Questions: Income and Substitution Effects of Price Changes
5 questions to test your understanding
Score: 0 / 5
Question 1 Multiple Choice
When the price of an inferior good falls, which of the following correctly describes the two effects?
ABoth the substitution and income effects increase quantity demanded
BThe substitution effect increases quantity demanded; the income effect decreases it
CThe substitution effect decreases quantity demanded; the income effect increases it
DBoth the substitution and income effects decrease quantity demanded
The substitution effect always moves opposite to the price change — a price fall makes the good relatively cheaper, so consumers substitute toward it, increasing quantity demanded. But a price fall also raises real purchasing power. For an inferior good, feeling richer leads consumers to buy less of it (they prefer something better). So the income effect pulls in the opposite direction from the substitution effect. For a normal good, both effects would reinforce each other.
Question 2 Multiple Choice
A student explains that when coffee's price falls, they buy more because 'holding utility constant, coffee is now relatively cheaper than tea.' This explanation captures:
AThe total effect of the price change
BOnly the income effect
COnly the substitution effect
DNeither effect — relative price changes are not relevant to consumer choice
The substitution effect is defined as the change in quantity demanded when real welfare is held constant but the consumer faces the new relative prices. 'Holding utility constant, coffee is now relatively cheaper than tea' describes exactly this: no change in wellbeing, but a rearrangement driven by changed relative prices. The income effect is the separate component that asks: how does behavior change because real purchasing power has changed?
Question 3 True / False
The substitution effect can push quantity demanded in either direction depending on whether a good is normal or inferior.
TTrue
FFalse
Answer: False
The substitution effect always moves opposite to the price change, regardless of whether the good is normal or inferior. When price falls, the substitution effect always increases quantity demanded; when price rises, the substitution effect always decreases it. It is the income effect whose direction depends on good type — positive for normal goods, negative for inferior goods.
Question 4 True / False
A Giffen good is a special case of an inferior good where the income effect is strong enough to overwhelm the substitution effect.
TTrue
FFalse
Answer: True
Correct. For a Giffen good, the price rise reduces real purchasing power (income effect), and because the good is strongly inferior, this causes the consumer to buy more of it — enough to outweigh the always-present substitution effect pushing in the opposite direction. The result is a demand curve that slopes upward: quantity demanded rises when price rises. Giffen goods are theoretically possible but extremely rare in practice.
Question 5 Short Answer
Explain why the substitution effect always moves in the opposite direction from a price change, regardless of whether the good is normal or inferior.
Think about your answer, then reveal below.
Model answer: The substitution effect is defined as the behavioral change when real utility is held constant but relative prices shift.
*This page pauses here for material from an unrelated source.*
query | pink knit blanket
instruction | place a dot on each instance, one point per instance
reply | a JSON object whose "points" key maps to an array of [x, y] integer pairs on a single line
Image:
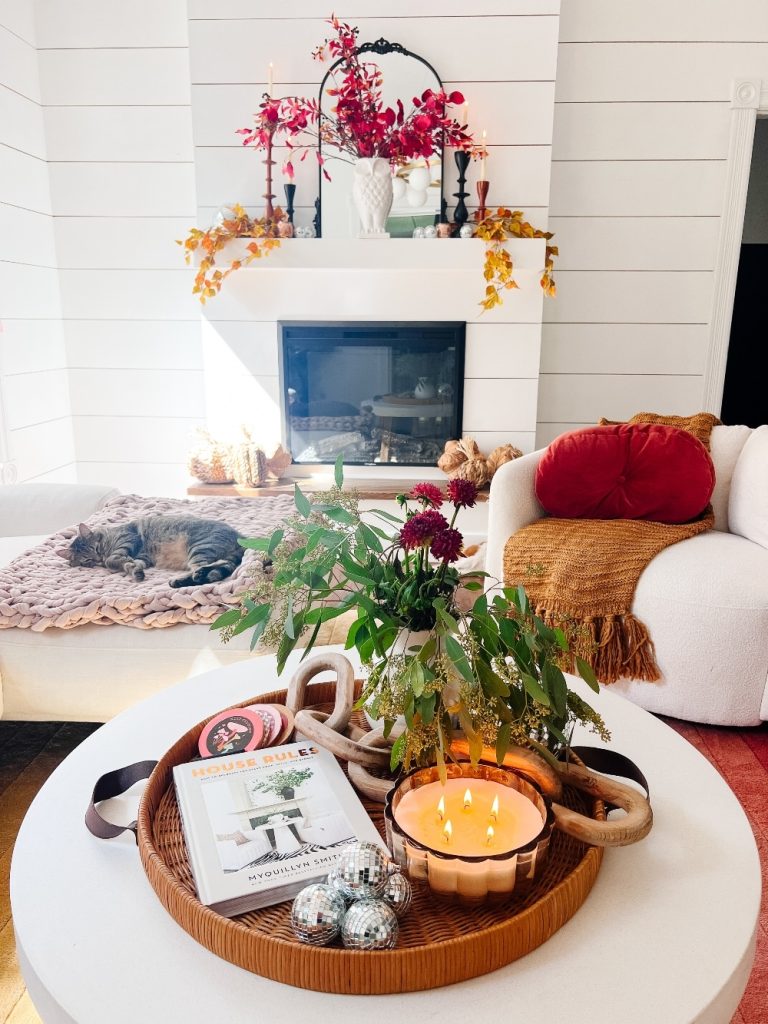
{"points": [[40, 590]]}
When a good's price falls, it becomes cheaper relative to all other goods. Even if you were somehow kept at the same level of well-being, you would rearrange your consumption to buy more of the now-cheaper good and less of relatively more expensive alternatives. This logic holds regardless of income level or good type — it is purely a response to the change in relative prices.
The key is the definition: the substitution effect is isolated by asking 'what would you do if prices changed but your utility level stayed the same?' Relative price changes always create an incentive to substitute toward the cheaper good and away from relatively more expensive goods. The normal/inferior distinction only matters for the income effect — which asks what happens when real purchasing power changes.